Dr. William Winkenwerder, the Defense Department’s top health official, has a task force working to implement health care gains approved this month for reserve and National Guard forces. That includes opening Tricare, on a cost-share basis, to nonmobilized reservists who are unemployed or have no employer-provided health insurance.
But Winkenwerder is wary of how far Congress went this year in boosting reserve health benefits. The changes are costly, he said, and won’t solve the problem of some reservists being physically unfit when mobilized.
"I don’t think those two issues are related," he said. "The issue that occurred at Fort Stewart and other mobilization sites involved command and medical accountability and responsibility. But they’re management issues that have solutions that don’t require benefit changes."
Congress planned to boost reserve health benefits anyway this year, but that took on added importance in October after a news service story reported that hundreds of reservists and National Guard soldiers, sick or wounded from tours in Iraq or medically unfit for call up, were in "medical hold" at Fort Stewart, Ga., waiting weeks or months for care while living in rundown barracks.
Some reservists reported their morale was sinking.
"There is no question that this was a significant and real problem," Winkenwerder said.
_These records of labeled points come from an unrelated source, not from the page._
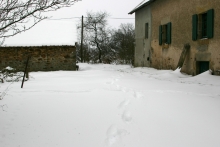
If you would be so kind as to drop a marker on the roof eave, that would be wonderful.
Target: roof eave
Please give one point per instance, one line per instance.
(145, 4)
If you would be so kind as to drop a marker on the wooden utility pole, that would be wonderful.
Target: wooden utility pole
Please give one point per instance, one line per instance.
(81, 49)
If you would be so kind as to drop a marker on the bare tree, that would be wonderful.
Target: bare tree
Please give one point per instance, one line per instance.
(123, 42)
(95, 27)
(14, 14)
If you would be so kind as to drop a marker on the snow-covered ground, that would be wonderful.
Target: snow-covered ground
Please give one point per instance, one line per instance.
(111, 105)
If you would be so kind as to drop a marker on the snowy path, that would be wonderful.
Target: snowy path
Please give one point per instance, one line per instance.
(107, 105)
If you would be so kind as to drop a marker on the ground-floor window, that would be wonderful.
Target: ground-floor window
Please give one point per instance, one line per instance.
(202, 66)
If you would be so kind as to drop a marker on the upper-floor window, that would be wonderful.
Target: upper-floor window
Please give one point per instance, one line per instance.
(203, 25)
(165, 34)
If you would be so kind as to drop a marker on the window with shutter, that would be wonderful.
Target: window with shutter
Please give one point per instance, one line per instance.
(146, 30)
(203, 25)
(165, 34)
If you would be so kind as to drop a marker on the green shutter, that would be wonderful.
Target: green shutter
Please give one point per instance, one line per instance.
(160, 35)
(210, 23)
(169, 33)
(194, 26)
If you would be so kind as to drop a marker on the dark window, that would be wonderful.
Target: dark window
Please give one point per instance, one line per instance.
(146, 30)
(165, 34)
(203, 25)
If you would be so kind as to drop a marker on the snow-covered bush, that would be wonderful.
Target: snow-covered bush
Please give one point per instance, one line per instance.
(10, 74)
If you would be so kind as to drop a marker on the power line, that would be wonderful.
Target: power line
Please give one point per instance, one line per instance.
(84, 17)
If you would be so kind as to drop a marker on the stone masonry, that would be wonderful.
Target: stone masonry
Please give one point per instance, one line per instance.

Members of Congress demanded an investigation. The Army confirmed a shortage of medical staff and adequate housing. Stewart had processed 22,000 reservists for mobilization and 14,000 for demobilization since Sept. 11, 2001. Yet, throughout the Army, fewer than 4,000 of 200,000 soldiers mobilized were nondeployable and placed in medical hold.
The Army ordered extra medical staff to Stewart to relieve the backlog of care. Armywide, officials beefed up medical staff with contract personnel and sent more patients to other service hospitals or Veterans Administration facilities. At Stewart, $3 million was found to buy air conditioners, improve lighting and spruce up recreation areas for medical hold soldiers.
David Chu, under secretary of defense for personnel and readiness, revised policies to improve treatment of people in medical hold across the services. He ordered medical commanders to provide medical hold patients with specialty care within two weeks, half the Tricare standard of 30 days. If care isn’t available on base, reservists are to be referred promptly to other military, VA or civilian physicians. Also, their housing should be of the same quality as active duty members.
The 2004 defense authorization bill directs four other major improvements in reserve medical coverage. The one that most bothers Winkenwerder will open the Tricare triple option — Prime, Standard and Extra — to about 170,000 inactive reservists, those who are unemployed or have no employer-provided health insurance.
Mobilized reservists deserve active duty benefits and are getting it, he said. But this change appears to ignore differences "in duty and in sacrifice" between nonmobilized reservists and active duty.
To enroll in Tricare, the uninsured reservists will have to pay an extra premium on top of usual co-payments and deductibles. Per year, the premium will be about $420 for self-coverage and $1,440 for self and family.
Because of budget restraints, the Tricare initiative is to expire Dec. 31, 2004, which might be before officials can launch it, given the time needed to issue rules and modify Tricare support contracts. But lawmakers expect to make the program permanent before then, unless the Bush administration or congressional auditors make a strong case against it.
Service associations argued that Congress didn’t go far enough. They wanted Tricare opened to all drilling reservists. They also wanted any reservist with civilian health insurance, when mobilized, to receive some reimbursement from the military to cover their monthly premiums.